Google shot itself in the foot: Swedish Academy

Language heavyweight the Swedish Academy, known globally for awarding the Nobel Prize for Literature, has warned Google that it has the clout to fight back if the US search engine objects to the word "ungoogleable".

Social media reactions to news that Google had put pressure on the Swedish Language Council to edit the definition of a new word were vitriolic on Tuesday.

Many invoked terms such as petty, pea-brained, and power-crazed when it became known that Google objected to neologism “ogooglebar” (“ungoogleable”) because the council defined it as a “term not found using internet search engines”, rather than specifically referencing Google.

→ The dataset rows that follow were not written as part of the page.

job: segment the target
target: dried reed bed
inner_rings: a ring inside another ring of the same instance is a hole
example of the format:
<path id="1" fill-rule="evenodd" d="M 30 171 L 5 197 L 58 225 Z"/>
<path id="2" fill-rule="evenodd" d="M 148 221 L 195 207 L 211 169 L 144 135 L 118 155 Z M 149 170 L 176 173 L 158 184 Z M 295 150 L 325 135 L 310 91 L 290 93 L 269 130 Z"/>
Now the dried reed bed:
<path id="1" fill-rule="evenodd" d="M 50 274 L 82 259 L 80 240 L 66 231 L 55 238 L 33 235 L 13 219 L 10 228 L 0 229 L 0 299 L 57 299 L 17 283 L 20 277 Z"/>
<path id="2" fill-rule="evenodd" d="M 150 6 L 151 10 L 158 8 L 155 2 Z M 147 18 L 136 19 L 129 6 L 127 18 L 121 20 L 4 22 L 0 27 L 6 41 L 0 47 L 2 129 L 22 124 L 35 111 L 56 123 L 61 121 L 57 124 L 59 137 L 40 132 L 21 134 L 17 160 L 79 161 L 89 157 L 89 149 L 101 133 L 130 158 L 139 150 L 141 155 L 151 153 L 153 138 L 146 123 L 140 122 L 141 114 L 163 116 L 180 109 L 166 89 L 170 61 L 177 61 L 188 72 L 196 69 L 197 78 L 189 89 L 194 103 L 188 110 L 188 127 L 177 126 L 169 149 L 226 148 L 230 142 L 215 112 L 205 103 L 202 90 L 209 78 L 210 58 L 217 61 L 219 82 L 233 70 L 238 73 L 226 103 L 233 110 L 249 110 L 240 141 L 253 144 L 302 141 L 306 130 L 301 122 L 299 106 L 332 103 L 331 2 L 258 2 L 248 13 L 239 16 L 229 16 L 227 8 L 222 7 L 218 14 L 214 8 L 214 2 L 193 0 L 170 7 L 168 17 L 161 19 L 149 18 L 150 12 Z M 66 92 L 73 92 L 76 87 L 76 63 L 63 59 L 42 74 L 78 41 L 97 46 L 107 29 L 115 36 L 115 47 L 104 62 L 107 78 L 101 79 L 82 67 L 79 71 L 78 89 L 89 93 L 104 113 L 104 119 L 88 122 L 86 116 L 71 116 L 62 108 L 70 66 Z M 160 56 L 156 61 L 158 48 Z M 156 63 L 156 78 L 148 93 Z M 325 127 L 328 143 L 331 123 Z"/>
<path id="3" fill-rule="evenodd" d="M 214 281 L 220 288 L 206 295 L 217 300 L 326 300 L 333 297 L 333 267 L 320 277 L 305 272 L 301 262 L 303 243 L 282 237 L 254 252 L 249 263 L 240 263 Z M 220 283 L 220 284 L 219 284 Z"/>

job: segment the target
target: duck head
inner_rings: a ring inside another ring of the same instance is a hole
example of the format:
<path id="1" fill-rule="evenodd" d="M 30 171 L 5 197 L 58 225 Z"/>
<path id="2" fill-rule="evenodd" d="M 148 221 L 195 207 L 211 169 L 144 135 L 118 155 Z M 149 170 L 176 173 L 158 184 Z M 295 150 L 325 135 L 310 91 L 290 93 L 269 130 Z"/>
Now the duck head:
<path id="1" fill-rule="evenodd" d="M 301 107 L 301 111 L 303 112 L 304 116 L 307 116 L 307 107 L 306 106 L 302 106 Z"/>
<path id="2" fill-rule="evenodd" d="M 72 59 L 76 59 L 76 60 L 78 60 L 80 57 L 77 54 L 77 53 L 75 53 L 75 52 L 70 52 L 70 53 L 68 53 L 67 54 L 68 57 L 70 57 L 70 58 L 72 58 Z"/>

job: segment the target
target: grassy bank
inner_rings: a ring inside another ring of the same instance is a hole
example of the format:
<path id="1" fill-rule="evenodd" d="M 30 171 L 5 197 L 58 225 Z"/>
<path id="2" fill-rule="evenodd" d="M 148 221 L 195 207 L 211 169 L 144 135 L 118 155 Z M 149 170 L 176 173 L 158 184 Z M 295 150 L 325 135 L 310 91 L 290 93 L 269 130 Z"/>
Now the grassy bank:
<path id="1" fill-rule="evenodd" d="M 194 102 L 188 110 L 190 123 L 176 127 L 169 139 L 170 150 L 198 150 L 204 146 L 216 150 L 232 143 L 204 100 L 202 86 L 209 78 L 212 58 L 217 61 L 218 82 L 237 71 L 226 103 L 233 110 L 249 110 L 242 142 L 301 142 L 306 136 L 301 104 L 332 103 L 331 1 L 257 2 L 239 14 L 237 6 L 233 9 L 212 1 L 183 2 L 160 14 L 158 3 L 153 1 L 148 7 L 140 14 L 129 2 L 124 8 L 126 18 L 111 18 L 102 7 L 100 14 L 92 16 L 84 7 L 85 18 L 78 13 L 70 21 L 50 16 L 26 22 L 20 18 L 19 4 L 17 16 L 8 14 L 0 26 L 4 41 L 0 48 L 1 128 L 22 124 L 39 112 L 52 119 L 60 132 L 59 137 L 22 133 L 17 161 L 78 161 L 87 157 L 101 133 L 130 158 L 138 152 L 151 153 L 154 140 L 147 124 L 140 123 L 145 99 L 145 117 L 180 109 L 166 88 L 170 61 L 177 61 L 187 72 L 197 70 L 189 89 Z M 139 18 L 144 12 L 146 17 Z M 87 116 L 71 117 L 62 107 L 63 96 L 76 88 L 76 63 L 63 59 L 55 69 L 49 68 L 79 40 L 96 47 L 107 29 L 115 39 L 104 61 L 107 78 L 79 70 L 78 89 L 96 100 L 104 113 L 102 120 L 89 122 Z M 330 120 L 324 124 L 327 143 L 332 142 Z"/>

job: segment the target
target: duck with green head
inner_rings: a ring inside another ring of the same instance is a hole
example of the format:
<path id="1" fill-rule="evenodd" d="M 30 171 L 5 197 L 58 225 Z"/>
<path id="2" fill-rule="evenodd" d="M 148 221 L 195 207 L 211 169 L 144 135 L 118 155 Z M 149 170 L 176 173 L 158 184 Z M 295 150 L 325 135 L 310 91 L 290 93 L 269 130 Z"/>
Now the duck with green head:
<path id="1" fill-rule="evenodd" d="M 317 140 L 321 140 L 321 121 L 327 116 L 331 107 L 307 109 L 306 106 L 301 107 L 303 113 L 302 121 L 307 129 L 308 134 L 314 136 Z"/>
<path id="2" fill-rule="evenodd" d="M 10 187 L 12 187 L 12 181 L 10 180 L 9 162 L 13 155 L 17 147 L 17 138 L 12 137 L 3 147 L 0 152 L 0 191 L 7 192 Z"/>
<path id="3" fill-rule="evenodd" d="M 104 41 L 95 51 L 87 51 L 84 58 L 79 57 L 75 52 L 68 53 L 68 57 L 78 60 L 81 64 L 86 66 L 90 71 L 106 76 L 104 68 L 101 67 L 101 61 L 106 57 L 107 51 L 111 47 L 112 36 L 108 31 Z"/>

The council said the discussions with Google had taken up too many of its resources and instead removed the word entirely, hoping to foster debate about a corporation seeking to influence how Swedes use their own language.

SEE ALSO: Ten Swedish words you won’t find in English

Now the lauded Swedish Academy, which gives out national dictionary Saol (Svenska akademiens ordlista), has entered the fray by saying Google might have caused more trouble than it had bargained for.

“Now the word has really spread, doesn’t Google understand that it has shot itself in the foot?” said permanent secretary Peter Englund, speaking to the TT news agency.

He added it was possible the academy would add the word to its dictionary.

“If we think there is evidence that the word has become a part of the Swedish language, then yes, as the dictionary describes Swedish,” Englund said.

“Then let Google roll out its cannons, because we have cannons too.”